We are always working to better calibrate our underlying data, but we expect some drift to accumulate. Day-to-day comparisons are almost always quite exact, while year-over-year comparisons can be trusted to provide general trends but not detailed examination. Similarly, any comparison made within a single city will almost always be quite exact, while comparisons made across cities should be used to provide directional trends and small differences may not carry a lot of signal.
Also note that the activity index measurement is more stable for areas in which there is a relatively high average activity, since it is less likely that an individual event could influence the scores in the area.

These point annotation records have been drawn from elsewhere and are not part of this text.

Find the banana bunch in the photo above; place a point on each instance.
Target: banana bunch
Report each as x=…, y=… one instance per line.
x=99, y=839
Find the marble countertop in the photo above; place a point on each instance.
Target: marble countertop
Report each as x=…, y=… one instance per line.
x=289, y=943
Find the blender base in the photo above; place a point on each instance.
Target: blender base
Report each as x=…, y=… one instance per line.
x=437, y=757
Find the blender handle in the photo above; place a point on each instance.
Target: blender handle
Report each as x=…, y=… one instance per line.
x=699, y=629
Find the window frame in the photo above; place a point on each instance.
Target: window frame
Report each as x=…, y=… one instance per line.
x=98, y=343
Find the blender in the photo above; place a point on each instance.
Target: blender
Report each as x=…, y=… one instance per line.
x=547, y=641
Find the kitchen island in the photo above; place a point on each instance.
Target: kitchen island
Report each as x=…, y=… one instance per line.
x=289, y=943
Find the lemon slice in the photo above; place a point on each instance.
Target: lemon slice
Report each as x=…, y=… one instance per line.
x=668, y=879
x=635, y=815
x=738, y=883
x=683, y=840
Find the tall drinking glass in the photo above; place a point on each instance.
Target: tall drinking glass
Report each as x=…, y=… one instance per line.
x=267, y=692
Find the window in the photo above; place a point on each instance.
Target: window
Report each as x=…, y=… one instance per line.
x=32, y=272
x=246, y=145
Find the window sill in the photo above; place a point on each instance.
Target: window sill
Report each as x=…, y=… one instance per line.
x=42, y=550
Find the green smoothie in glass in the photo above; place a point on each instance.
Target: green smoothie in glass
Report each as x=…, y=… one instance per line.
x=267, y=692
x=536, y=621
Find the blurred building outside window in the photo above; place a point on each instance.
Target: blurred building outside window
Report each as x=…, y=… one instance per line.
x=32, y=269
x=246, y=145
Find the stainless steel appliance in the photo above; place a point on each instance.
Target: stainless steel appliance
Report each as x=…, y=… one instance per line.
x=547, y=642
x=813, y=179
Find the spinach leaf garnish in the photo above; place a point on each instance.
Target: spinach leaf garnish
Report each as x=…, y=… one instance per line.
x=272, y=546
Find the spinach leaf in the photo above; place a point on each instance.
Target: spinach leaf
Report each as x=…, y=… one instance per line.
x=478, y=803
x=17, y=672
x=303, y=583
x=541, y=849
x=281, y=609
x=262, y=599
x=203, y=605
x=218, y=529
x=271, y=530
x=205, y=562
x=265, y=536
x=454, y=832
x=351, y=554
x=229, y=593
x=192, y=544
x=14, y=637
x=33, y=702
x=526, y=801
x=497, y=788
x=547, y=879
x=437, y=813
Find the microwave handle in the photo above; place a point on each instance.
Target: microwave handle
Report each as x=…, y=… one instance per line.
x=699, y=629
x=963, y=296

As we work through a quantified confidence level for absolute values, this general rule also applies: Comparisons made over areas that have a high average activity are more trustworthy than those made over areas that have a low average activity.

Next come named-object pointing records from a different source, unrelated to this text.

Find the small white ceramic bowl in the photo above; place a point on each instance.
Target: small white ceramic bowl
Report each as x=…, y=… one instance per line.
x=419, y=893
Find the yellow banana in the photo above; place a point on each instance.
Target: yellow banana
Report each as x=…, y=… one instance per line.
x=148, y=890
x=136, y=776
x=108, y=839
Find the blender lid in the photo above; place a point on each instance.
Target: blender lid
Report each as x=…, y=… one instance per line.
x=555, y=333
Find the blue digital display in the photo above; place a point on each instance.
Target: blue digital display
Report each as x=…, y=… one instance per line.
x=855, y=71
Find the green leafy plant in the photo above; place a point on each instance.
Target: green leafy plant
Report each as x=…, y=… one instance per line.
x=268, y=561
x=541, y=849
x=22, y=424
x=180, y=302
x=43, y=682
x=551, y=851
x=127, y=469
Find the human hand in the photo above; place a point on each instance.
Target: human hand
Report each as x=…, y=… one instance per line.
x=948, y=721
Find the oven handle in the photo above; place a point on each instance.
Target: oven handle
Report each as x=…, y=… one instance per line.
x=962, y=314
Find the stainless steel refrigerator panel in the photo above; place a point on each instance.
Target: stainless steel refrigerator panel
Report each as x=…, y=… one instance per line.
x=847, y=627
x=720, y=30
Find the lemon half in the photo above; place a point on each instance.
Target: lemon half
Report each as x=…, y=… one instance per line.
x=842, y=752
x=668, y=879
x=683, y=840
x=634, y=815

Sometimes it’s useful to normalize the data regionally, to understand how local trends differ from other regions. In other cases it may be useful to smooth out the timeline data, to avoid having too much volatility in the data. Here are a few examples:
- When you are interested in smooth timelines, we recommend working with moving averages with a window of seven days, or a multiple of seven. This will help smooth out some natural weekend effects. You can do this at any zoom level or boundary aggregation.
- When you want to normalize and compare individual days of the week within each other, we recommend defining a period of time for the normalization (possibly accounting for holidays). For example, you can pick four weeks in February and define a generic Monday as the average of those to compare against for the future Mondays. This normalization would help when trying to identify changes over time of individual days of week. For example, do people move more on Sundays during shelter in place than they did before shelter in place, compared to weekday movement?
- When you want to compare individual areas (like counties) that have a different average activity level, it might be useful to normalize each area independently if you are interested in their relative change more than in their absolute difference. For example, you could pick four weeks in February as the normalization period, and normalize each area based on the average activity seen in February. This can help if you want to analyze when different areas are going back to the same activity as in the reference period, using the same scale for each area.
We’ve seen cases of unusual spikes in the time series of normalized data for small areas. They likely represent a Mapbox customer going through some high-impact event, or they could represent an app or feature launch. This is usually corrected for in our normalization procedures, but there are some edge cases in which our normalization doesn’t re-absorb the full effect. We’re working on a way to reduce this issue by introducing a more localized anomaly detection within our normalization and baselining methodologies.
As a mitigation plan, we recommend introducing an outlier removal procedure to avoid showing or using these spurious data points. There are a multitude of methodologies to approach such outlier issues. We think a method based on the z-score (or standard score) can correctly identify anomalies, on either the full time series, or using a moving window for recency when computing averages and standard deviations on long time series.
Since in these time series we are considering a ratio of measured data over a baseline, the logarithm of the z-score can be used to identify outliers in both directions and you should set a threshold based on the intrinsic variability observed.
Finally, since the spikes are likely proportional to real events and movement increase, though not as high as measured, we recommend evaluating whether to cap the value of the outlier, rather than removing it fully from the time series, depending on the specific purpose of the work.